2023年1月27日付け日経クロストレンド電子版に掲載された記事より、
“近年、売れ残ったアパレルの大量廃棄を問題視する流れは強まる一方だ。今から約1年前の2022年1月には、フランスで売れ残りの衣類を企業が廃棄することを禁止する「衣服廃棄禁止令」が施行された。ここ米国ではアパレルの問題解決に取り組むスタートアップ「レッドスレッド」が支持を集めている。2018年に創業し、ネバダ州に本社を構えるレッドスレッドが提供しているのは、婦人服のカスタムメードサービスだ。利用者の体形にぴったりの服の採寸は自宅で簡単にできる。ブランドは様々な体形に合わせて豊富なサイズを用意する必要がなくなるので、廃棄は発生しない。”

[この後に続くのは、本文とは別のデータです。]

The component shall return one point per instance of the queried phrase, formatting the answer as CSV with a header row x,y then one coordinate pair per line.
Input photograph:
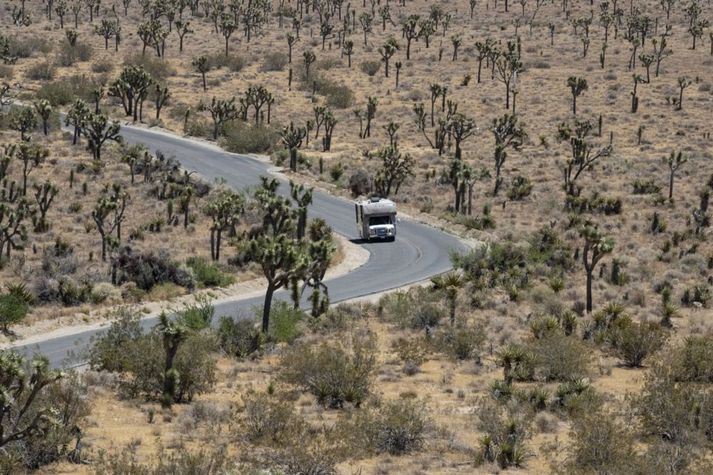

“利用者は同社のサイトから欲しいアイテムの色やポケットの有無などを選んで注文。測定用のリンクが送られてくるので、アクセスしてスマホのカメラで身体をスキャンする。測定値を基にして作られる服は、約1週間で完成。この測定にはAI(人工知能)のアルゴリズムをベースにした最新の3Dスキャンテクノロジーが使われていて精度が高いという。”
“ただし、大量廃棄問題を解決するレッドスレッドのさらに驚く仕掛けはここからだ。「ライフタイムフィット保証」というサービスを無料で提供。送られてきた服が気に入らなかったり、太ったり痩せたりしてサイズが合わなくなったりした場合、服を補正して対応するのだ。妊娠するなどして、腹回りだけが極端に大きくなった場合にも応じる。この手厚いアフターサービスは、驚くことに永久保証だという。CEO(最高経営責任者)のメーガン・リッチフィールド氏は「当社の製品は長く着られるので、ごみになりにくい」と自信を見せる。”
“そのぶん、シャツが約120ドル、パンツは約150ドルと、ファストファッションのような手ごろな価格帯の製品よりは高い。ただし、素材の品質が高く、仕事でもプライベートでも着られるシンプルなデザインが多い。長期間着用できるので、コストパフォーマンスに満足している利用者がほとんどだ。素材も含めた服のデザインはアパレルブランド「バナナ・リパブリック」や「アバクロンビー・アンド・フィッチ(アバクロ)」でキャリアを積んだデザイナーが担当していて、着心地が良く、しわになりにくいと主に30代以上の女性たちに好評だ。黒色のパンツやワンピースが売れ筋になっている。”
“今後は消費者からの要望に応えてデザイン数を増やしていく予定で、「婦人服以外のアイテムを加えてラインアップを広げる可能性がある」(リッチフィールド氏)。現在、ヨーロッパやオーストラリアからも注文が来ていて、日本からでも注文可能。世界各地に支社を置いて展開することも、視野に入れている。”